As an ex-English major and instructor, I’m hyper-aware of genre. That’s why the idea of the bingo card fascinates me – not the cards used in playing the game, you understand, but parodies of them that summarize common responses to certain issues. What fascinates me is not just that the bingo card seems less than two decades old and remains a largely unacknowledged genre, but also that it’s a product of the Internet in general, and of feminist thought in particular.
One of the first bingo cards (if not the first) was probably the Buzzword (aka Bullshit) bingo card, which is full of business cliches like “synergy” and “user-centric,” and is supposed to be used to pass the time at long meetings. Wikipedia specifically identifies the inventor as an employee of Silicon Graphics in 1993, but, as with most popular culture, how accurate this attribution is uncertain – I seem to remember the Buzzword bingo card circulating a year or two earlier, when I first started using the Internet.
What is more certain is that the idea seems to have been popularized in Dilbert in 1994, and quickly became one of those Internet memes that well-meaning people were always sending to everybody in their email address books.
However, these early uses didn’t extend much beyond pointing out cliches and expressing a mild satirical rebellion. At some point, the basic structure was taken over by feminist thinkers and became more politicized.
One possible inspiration for this second generation card is Joanna Russ’ 1983 book, How to Suppress Women’s Writing, whose cover summarizes all the ways to dismiss or minimalize women’s writing in a way that is reminiscent of the bingo card. But this attribution may be too narrow. It might be more accurate to say simply that this sort of anticipation of opposing views has a long tradition in feminist analysis, and the bingo card just happens to fit the tradition very well.
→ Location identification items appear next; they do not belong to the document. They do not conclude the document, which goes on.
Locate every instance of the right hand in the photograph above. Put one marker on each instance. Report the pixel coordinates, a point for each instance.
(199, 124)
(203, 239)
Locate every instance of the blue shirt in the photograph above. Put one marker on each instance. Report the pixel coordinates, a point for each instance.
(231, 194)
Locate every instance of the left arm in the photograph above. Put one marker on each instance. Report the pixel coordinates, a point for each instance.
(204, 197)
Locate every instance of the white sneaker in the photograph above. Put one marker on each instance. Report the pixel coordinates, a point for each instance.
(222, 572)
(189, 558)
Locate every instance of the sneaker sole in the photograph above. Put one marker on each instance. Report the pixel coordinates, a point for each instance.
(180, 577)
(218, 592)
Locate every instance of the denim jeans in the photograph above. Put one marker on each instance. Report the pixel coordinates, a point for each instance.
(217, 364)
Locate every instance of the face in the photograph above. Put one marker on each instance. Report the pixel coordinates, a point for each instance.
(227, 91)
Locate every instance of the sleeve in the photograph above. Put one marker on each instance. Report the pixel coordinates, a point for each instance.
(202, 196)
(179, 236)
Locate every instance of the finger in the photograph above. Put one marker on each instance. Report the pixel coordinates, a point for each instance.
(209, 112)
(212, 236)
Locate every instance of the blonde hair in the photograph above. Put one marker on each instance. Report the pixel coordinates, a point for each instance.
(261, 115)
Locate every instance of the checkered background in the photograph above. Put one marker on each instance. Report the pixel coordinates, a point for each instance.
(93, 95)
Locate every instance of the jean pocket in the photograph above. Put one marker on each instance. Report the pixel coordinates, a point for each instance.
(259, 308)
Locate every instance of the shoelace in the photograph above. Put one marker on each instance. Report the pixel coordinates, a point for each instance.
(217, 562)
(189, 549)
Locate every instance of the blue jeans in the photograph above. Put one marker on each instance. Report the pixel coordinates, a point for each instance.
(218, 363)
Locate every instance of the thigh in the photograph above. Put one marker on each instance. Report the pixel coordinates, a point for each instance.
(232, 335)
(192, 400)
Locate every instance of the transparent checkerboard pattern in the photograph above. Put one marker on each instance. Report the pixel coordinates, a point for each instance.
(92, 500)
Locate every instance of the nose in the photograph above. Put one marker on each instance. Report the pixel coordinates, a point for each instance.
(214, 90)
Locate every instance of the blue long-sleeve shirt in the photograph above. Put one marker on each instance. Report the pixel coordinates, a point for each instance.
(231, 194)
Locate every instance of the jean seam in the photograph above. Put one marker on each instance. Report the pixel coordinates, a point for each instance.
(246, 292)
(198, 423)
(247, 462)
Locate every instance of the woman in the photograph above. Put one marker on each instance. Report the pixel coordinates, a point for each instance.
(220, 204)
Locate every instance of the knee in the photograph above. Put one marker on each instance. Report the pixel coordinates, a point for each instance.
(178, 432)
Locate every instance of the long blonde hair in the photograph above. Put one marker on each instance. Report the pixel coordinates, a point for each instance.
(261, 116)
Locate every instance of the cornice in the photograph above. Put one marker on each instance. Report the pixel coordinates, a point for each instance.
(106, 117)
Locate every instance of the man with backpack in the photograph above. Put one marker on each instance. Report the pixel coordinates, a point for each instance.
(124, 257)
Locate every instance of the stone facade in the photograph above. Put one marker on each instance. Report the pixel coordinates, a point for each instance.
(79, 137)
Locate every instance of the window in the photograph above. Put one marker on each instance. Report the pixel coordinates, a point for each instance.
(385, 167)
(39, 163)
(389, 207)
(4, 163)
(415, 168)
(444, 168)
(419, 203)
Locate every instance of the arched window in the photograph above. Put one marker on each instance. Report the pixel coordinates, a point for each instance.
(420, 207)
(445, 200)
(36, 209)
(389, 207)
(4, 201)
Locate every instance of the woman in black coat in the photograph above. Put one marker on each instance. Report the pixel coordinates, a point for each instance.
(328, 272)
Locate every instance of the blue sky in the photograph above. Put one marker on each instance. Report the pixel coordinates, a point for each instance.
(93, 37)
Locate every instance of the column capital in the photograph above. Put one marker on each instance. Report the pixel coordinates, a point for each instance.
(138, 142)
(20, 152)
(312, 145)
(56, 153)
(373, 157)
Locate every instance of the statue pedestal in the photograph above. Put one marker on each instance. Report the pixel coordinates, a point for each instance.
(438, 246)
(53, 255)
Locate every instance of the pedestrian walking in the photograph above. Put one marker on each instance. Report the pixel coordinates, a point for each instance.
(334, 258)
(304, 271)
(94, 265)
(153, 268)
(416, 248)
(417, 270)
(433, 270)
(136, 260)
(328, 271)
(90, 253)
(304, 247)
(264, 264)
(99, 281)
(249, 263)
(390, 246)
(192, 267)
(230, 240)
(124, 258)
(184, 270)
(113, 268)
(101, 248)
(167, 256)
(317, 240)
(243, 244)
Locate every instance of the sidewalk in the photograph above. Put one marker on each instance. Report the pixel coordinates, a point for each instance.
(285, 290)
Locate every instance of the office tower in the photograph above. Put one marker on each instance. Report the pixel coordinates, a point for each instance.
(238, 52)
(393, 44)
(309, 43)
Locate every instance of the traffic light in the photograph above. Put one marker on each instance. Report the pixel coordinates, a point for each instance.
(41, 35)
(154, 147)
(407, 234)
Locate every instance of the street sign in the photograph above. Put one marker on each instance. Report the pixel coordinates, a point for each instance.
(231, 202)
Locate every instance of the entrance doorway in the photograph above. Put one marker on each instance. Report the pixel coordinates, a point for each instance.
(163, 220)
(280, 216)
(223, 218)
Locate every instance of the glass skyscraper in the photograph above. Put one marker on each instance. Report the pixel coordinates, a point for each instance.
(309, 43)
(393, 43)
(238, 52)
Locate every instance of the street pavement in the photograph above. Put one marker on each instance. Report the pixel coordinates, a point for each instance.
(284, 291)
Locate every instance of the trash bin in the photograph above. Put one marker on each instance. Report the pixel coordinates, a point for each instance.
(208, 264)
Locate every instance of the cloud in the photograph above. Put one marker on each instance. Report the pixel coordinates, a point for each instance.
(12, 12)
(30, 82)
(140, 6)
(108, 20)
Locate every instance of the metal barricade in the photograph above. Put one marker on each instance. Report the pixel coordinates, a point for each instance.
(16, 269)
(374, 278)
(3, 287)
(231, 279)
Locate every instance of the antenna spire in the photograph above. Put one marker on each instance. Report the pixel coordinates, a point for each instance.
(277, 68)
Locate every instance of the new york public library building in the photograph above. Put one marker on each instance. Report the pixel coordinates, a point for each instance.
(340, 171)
Whatever the origins, the Feminist bingo card (to coin a phrase) has proved even more popular than the Buzzword card. I know of close to twenty Feminist bingo cards, most of them with a feminist or at least an activist perspective. For example, there are Anti-Feminist and Sexist bingo cards, as well as ones for Porny Presentations, Anti-Breastfeeding, Anti-Bisexuals, Rape Apologists, Rapists and White Liberals. Almost certainly, there are more.
The Feminist bingo card keeps the satirical intent of the Buzzword card. What makes the Feminist card different from earlier cards is that (at least when done well, with the arguments organized and the free square used imaginatively) the squares on the card are anticipations of the arguments and evasions that opponents might use. Not only does it alert its audience to the replies they can expect, but, in effect, it informs opponents that they can’t possibly say anything that hasn’t been anticipated, so there is not much point in arguing. Moreover, since many of the points on any card contradict each other, when applied, a card provides quick proof that an argument lacks consistency.
You might call it an assertion of intellectual superiority, or at least of preparation for debate. You might, if you are feeling Lacanian, call the Feminist card a deconstruction of opposing viewpoints.
No matter how you describe it, when done accurately, it evokes a wry smile of recognition, like a cutting political cartoon. And should you find one or two of your own thoughts echoed on one of these bingo cards, surrounded by other viewpoints with which you disagree, it might even cause you to rethink your assumptions.
I appreciate the way that the Feminist bingo card has taken a more or less inane meme and given it a purpose. Were I still an academic, I would try to expand these notes into a monograph, going deeper into structure and interviewing the authors when I could find them (I know Mary Gardiner and Kirrily “Skud” Roberts have written bingo cards, but many other authors seem to be anonymous, or else their names have been deleted in transmission. Some cards are probably group efforts).